Sanificazione sospesa a Napoli
Sanificazione sospesa a Napoli

Un’idea concreta di sostegno a quelle associazioni, negozianti, abitanti in seria difficoltà dal punto di vista sanitario ed economico a causa della pandemia. L’iniziativa si chiama “sanificazione sospesa’’ grazie alla quale in modo del tutto gratuito da un anno vengono igienizzati locali e singole abitazioni. Inventore di questo progetto di solidarietà è Vincenzo Paradisone, titolare di una ditta individuale di pulizia.

«Il tutto è partito nel 2020 durante il primo lockdown – spiega a InterNapoli.it Vincenzo Paradisone. Abbiamo visto le difficoltà dei commercianti, delle associazioni, delle onlus dei semplici abitanti costretti a interrompere le proprie attività o impossibilitati a lavorare perché in isolamento a causa del diffondersi del Coronavirus. Sull’intero territorio comunale di Napoli, ci siamo recati dove era arrivata la richiesta effettuando una sanificazione totalmente gratuita».

Essendo nato, cresciuto e residente a Scampia, tante richieste Vincenzo l’ha ricevute dai quartieri dell’Ottava Municipalità comprende Chiaiano, Piscinola e Marianella oltre a Scampia. A beneficiare dell’iniziativa l’Arci Scampia, la chiesa del Rione Don Guanella, abitazioni private dei rioni popolari, associazioni, lo stadio Antonio Landieri.  “Sanificazione sospesa’’, come è facilmente intuibile, mutua il suo nome dalla famosa tradizione napoletana del caffè sospeso. Il risparmio economico per chi necessitava di una sanificazione e di una certificazione è notevole, perché l’esborso economico medio per queste operazione è di circa 150 o 200 euro.

«La pandemia – spiega ancora Vincenzo la cui ditta ha sede a Parete – è un po’ come la guerra e come si fa in guerra i comuni mortali devono unirsi e cooperare. Non avevamo piacere nel vedere una persona che si sentiva costretta a richiedere il nostro intervento per la sanificazione. Gratuitamente abbiamo messo a disposizione la manodopera, i prodotti, le certificazioni per superare questo periodo.

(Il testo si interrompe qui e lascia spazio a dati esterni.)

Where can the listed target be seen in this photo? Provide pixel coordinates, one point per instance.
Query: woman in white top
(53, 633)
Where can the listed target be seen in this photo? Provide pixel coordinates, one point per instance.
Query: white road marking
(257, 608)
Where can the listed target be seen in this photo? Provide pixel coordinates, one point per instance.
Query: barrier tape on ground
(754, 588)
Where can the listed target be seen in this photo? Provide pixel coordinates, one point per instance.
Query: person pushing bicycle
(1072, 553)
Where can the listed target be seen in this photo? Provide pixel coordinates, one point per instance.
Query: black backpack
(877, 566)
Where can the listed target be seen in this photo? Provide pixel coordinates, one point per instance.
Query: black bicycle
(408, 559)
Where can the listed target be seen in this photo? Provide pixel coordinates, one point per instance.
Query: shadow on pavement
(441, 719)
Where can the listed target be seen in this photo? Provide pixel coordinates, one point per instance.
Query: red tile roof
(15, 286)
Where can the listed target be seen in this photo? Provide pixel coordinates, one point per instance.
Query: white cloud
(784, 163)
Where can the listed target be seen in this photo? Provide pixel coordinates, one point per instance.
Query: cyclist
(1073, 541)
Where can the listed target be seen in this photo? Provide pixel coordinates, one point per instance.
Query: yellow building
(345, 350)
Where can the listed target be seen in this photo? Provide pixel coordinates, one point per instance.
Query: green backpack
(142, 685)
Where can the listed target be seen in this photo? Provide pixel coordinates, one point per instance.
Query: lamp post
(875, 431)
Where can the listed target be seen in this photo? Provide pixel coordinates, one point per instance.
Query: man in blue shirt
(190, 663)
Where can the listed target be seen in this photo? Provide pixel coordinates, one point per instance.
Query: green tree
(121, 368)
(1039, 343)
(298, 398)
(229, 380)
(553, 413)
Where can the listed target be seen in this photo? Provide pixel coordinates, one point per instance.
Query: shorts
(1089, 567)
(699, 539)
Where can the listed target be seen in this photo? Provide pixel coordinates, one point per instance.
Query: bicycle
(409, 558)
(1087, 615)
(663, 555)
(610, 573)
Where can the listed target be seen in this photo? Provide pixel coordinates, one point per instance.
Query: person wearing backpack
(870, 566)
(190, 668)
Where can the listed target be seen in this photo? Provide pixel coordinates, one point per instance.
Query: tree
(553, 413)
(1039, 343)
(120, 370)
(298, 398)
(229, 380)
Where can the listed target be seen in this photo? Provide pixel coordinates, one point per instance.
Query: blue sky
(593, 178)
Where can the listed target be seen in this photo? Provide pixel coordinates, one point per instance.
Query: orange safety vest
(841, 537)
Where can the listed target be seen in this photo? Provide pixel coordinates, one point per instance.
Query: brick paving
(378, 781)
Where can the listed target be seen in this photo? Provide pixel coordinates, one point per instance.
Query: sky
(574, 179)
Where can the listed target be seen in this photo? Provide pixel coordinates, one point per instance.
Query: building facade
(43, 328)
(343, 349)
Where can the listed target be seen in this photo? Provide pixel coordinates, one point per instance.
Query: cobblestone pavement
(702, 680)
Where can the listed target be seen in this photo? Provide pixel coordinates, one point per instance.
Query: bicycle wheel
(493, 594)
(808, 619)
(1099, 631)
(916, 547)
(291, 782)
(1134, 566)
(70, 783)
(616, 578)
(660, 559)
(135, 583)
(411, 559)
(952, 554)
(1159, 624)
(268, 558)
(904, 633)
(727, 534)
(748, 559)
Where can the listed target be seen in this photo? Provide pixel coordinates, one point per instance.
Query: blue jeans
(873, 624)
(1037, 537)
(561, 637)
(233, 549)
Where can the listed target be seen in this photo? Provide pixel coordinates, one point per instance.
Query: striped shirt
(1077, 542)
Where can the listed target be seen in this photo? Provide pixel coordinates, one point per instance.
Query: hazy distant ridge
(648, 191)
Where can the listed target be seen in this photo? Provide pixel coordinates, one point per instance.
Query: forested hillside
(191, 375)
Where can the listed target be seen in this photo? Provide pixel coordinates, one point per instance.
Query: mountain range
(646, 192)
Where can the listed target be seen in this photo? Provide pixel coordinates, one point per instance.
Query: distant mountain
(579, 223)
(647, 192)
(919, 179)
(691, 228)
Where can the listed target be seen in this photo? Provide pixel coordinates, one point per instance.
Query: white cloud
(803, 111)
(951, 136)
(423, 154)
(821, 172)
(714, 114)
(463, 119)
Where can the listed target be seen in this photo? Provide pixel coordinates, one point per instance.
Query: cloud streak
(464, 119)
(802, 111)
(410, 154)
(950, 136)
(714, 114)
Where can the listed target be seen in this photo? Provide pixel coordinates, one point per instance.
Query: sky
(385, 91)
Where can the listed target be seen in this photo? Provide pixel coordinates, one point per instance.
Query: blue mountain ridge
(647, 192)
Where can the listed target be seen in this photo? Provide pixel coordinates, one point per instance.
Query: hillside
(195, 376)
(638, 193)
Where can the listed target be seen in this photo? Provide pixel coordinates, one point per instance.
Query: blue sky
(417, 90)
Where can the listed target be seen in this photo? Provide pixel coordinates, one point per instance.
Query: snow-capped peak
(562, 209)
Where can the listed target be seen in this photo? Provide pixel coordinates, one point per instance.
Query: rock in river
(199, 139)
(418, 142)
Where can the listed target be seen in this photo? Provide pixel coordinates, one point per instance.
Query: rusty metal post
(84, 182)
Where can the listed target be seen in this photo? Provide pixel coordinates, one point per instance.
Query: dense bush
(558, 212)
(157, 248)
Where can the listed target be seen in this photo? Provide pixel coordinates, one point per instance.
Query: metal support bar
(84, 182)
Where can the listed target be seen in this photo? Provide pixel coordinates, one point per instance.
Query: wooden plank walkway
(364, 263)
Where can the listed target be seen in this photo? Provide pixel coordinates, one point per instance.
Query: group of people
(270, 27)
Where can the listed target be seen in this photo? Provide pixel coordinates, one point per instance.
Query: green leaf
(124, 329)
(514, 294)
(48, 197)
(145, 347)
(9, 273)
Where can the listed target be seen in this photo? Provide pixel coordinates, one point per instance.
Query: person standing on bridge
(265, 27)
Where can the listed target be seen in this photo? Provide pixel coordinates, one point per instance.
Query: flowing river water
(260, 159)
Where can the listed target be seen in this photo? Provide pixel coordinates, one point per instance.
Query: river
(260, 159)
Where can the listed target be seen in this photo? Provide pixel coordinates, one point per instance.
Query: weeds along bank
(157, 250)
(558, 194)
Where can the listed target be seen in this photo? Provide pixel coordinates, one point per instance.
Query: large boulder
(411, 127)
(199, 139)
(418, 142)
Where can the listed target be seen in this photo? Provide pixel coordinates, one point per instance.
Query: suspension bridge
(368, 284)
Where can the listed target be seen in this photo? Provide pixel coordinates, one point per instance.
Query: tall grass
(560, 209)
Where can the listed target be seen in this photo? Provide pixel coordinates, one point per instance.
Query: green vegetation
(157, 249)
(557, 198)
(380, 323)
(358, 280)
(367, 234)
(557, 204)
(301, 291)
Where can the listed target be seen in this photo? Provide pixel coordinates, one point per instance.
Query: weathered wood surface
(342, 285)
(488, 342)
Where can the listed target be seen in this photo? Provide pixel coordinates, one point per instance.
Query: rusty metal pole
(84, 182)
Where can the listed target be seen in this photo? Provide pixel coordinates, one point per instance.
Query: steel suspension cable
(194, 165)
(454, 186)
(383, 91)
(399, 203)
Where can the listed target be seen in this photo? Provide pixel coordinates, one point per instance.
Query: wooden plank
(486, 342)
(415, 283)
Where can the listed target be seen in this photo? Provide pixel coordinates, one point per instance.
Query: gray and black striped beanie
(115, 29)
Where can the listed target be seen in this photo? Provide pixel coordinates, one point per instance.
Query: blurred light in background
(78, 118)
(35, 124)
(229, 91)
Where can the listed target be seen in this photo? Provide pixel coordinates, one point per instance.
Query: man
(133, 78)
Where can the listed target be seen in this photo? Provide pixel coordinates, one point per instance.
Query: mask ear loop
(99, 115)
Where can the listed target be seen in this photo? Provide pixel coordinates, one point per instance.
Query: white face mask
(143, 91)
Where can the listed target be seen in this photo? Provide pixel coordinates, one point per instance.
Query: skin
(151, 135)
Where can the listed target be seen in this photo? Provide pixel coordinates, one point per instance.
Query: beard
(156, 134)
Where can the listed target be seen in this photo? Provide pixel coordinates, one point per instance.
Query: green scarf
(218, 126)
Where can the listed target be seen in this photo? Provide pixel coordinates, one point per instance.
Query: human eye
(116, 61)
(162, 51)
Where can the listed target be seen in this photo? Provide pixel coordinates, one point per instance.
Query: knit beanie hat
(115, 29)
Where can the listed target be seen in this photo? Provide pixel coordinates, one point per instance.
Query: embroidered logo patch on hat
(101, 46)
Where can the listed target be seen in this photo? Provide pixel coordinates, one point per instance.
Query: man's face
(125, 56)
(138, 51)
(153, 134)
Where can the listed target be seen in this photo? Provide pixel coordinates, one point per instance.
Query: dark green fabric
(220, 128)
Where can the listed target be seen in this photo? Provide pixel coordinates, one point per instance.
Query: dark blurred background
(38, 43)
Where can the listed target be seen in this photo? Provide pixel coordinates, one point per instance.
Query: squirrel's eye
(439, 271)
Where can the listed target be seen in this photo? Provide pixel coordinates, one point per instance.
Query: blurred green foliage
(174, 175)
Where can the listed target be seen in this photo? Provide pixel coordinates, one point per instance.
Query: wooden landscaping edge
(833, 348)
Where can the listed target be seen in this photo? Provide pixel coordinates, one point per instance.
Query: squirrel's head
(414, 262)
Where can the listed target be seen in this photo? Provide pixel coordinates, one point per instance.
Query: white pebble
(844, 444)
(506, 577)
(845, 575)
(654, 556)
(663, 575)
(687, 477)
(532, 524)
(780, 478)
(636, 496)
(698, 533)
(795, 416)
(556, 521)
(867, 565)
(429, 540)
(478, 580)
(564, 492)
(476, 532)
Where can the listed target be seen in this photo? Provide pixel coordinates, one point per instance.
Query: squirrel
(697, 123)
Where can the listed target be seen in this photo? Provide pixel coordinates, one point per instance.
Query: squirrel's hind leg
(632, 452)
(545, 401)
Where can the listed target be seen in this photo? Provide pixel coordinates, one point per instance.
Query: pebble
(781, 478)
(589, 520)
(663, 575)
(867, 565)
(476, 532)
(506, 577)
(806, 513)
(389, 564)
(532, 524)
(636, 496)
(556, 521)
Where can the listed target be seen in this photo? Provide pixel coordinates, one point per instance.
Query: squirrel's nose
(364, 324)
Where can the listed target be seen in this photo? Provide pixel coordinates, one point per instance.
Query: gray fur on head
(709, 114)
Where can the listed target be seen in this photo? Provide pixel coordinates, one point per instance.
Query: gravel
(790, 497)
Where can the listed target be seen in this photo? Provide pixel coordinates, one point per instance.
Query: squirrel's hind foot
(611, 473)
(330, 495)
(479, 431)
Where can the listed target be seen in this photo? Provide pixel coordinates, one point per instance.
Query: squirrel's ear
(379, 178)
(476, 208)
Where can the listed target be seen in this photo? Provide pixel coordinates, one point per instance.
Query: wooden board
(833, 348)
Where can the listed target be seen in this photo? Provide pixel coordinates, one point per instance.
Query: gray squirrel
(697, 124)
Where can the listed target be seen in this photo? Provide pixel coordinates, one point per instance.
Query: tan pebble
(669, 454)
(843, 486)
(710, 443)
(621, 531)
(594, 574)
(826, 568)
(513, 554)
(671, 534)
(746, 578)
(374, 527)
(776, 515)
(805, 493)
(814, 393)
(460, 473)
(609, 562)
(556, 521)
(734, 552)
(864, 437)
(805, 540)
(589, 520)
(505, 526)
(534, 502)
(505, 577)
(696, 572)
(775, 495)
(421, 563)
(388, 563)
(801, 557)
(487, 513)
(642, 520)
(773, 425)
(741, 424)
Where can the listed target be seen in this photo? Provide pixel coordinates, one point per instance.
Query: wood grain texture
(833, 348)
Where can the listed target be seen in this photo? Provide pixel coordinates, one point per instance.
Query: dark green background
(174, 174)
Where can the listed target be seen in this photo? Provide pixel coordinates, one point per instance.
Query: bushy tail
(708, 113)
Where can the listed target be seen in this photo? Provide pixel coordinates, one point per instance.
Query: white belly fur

Le persone non si aspettavano questo gesto, quando ci chiamavano non dicevamo subito che l’intervento sarebbe stato fatto senza esborso economico ci limitavamo a dare la nostra disponibilità e poi alla fine della sanificazione gli spiegavamo il nostro intento». Paradisone non nasconde «l’emozione per la “Sanificazione sospesa’’ soprattutto quando guardavamo gli occhi di coloro si capiva avevano grossi problemi a causa delle restrizioni anti contagio».